Matcha pancakes are a vibrant and delicious way to start your day, indulging in the green goodness of this delightful fusion of traditional breakfast comfort and modern wellness. Infused with antioxidant-rich matcha powder, these Matcha pancakes offer more than just a pop of color they bring a subtle earthy flavor and a boost of natural energy.
Whether you’re whipping them up quickly using pancake mix or preparing them from scratch for a leisurely weekend breakfast, this recipe is equally versatile and delicious. The result? Fluffy pancakes that melt in your mouth, with a wholesome twist perfect for health-conscious foodies and matcha lovers alike.
Why Will You Like This Recipe?
This Matcha pancakes mix-friendly recipe is easy, customizable, and naturally dairy-free. It delivers a soft, airy texture with a hint of earthy sweetness, making it a nutritious upgrade to your morning routine.

Matcha Pancakes Recipe: Light, Green, and Delicious
Servings and Timing
- Prep Time: 10 minutes
- Cook Time: 10 minutes
- Total Time: 20 minutes
- Servings: 4 (yields 10–12 pancakes)
- Calories: 308 kcal per serving

Fluffy Matcha Pancakes
Ingredients
Equipment
Method
- Whisk together flour, baking powder, salt, sugar, and matcha powder in a large bowl. Sift to remove lumps.

- In a separate bowl, mix melted butter, egg, almond milk, and vanilla extract.
- Pour wet ingredients into dry mixture and stir gently until combined. Do not overmix. Let batter rest 5 minutes.

- Preheat non-stick skillet or griddle over medium-high heat and lightly grease with cooking spray or oil.
- Pour 1/4 cup of batter per pancake. Cook 2–3 minutes until bubbles form, then flip and cook 1–2 minutes until golden.
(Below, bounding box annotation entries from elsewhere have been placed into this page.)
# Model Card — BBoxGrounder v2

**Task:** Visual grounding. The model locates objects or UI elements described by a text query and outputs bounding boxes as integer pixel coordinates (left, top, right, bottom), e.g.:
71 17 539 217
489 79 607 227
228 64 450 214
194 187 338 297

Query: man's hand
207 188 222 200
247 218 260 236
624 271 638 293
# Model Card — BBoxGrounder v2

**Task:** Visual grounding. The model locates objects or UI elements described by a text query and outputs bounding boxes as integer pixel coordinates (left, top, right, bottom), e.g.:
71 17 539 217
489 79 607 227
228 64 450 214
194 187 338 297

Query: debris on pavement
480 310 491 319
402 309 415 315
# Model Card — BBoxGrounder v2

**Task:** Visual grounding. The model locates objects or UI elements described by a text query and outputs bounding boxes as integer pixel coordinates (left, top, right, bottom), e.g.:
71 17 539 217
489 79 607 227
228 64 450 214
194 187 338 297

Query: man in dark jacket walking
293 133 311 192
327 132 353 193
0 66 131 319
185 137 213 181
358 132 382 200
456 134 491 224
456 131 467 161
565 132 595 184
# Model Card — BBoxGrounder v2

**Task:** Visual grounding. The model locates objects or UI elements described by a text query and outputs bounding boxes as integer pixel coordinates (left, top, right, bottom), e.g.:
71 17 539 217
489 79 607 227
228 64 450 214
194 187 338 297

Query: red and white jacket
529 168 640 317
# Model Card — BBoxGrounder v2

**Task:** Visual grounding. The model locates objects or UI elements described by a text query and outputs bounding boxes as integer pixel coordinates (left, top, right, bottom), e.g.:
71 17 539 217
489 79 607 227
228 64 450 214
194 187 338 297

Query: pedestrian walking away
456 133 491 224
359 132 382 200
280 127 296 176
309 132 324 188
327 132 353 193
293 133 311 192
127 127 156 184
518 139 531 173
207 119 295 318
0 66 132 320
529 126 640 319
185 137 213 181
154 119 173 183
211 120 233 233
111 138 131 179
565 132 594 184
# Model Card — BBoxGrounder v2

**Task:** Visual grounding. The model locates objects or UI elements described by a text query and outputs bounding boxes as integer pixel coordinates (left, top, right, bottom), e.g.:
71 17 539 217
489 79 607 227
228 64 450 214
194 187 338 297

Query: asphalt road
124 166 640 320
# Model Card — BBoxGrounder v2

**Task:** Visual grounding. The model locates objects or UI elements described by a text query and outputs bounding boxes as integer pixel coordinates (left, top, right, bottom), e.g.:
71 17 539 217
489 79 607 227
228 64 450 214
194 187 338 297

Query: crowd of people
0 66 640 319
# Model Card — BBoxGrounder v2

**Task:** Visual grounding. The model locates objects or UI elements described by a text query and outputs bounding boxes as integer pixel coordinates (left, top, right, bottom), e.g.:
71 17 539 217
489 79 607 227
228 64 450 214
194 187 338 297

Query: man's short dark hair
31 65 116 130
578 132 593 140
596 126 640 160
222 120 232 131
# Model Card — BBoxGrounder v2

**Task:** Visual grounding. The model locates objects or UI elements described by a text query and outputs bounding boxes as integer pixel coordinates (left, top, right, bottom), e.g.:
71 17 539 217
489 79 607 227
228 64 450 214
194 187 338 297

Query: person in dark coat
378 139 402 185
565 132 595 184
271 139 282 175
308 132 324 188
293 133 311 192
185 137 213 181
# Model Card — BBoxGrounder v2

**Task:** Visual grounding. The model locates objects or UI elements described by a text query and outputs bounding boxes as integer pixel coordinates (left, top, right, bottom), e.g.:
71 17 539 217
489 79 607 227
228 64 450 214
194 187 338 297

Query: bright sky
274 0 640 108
- Serve warm with maple syrup, fruit, or whipped coconut cream. Keep cooked pancakes warm in a 200°F (95°C) oven if making a batch.

Notes
Ingredients for Fluffy Pancakes
Here’s what you’ll need to make this vibrant and wholesome Matcha pancakes recipe, with notes for substitutions including a vegan pancakes option:
- 1 ½ cups (190g) all-purpose flour – For a gluten-free version, use a 1:1 gluten-free flour blend.
- 3 ½ teaspoons baking powder – Ensures your Matcha pancakes fluffy texture.
- 1 teaspoon salt – Balances sweetness and enhances flavor.
- 1 tablespoon sugar – Can be replaced with coconut sugar or monk fruit for lower glycemic options.
- 1 tablespoon high-quality matcha powder – Key for vibrant color and health benefits. Use ceremonial grade for best flavor.
- 3 tablespoons melted butter (or plant-based butter) – For vegan Matcha pancakes, use coconut oil or vegan margarine.
- 1 large egg – For vegan version, substitute with 1 flax egg (1 tbsp ground flaxseed + 3 tbsp water).
- 1 ¼ cups (300ml) almond milk (plain or vanilla) – Oat or soy milk work well too.
- 1 tablespoon vanilla extract – Enhances the matcha flavor and adds sweetness.
- Cooking spray or oil – For greasing the griddle or skillet.
Preparation Method: How to Make Matcha Pancakes
Step One: Mix the Dry Ingredients
In a large bowl, combine the all-purpose flour, baking powder, salt, sugar, and matcha powder. Sifting the matcha beforehand helps create a smooth, lump-free batter, which is essential for fluffy Matcha pancakes. Whisk everything thoroughly to evenly incorporate the vibrant green powder throughout the mixture.
Tip: Use a fine mesh sieve to sift the matcha and flour together. This prevents clumps and gives your Matcha pancakes mix a professional texture.
Step Two: Combine Wet Ingredients
In a separate bowl or measuring cup, mix the melted butter, egg, almond milk, and vanilla extract. Pour this into the dry ingredients and stir gently until just combined. Avoid overmixing to keep the pancakes light and fluffy.
Tip: Let the batter rest for 5 minutes. This gives the baking powder time to activate and allows the flour to fully hydrate, ensuring your Matcha pancakes turn out extra fluffy.
Step Three: Cook to Perfection
Preheat a non-stick skillet or griddle over medium-high heat and lightly grease it with cooking spray or butter. Pour about ¼ cup of Matcha pancake batter onto the hot surface for each pancake.
Cook the Matcha pancakes for 2–3 minutes, until bubbles form on the surface and the edges start to set. Flip carefully and cook for an additional 1–2 minutes, or until golden brown.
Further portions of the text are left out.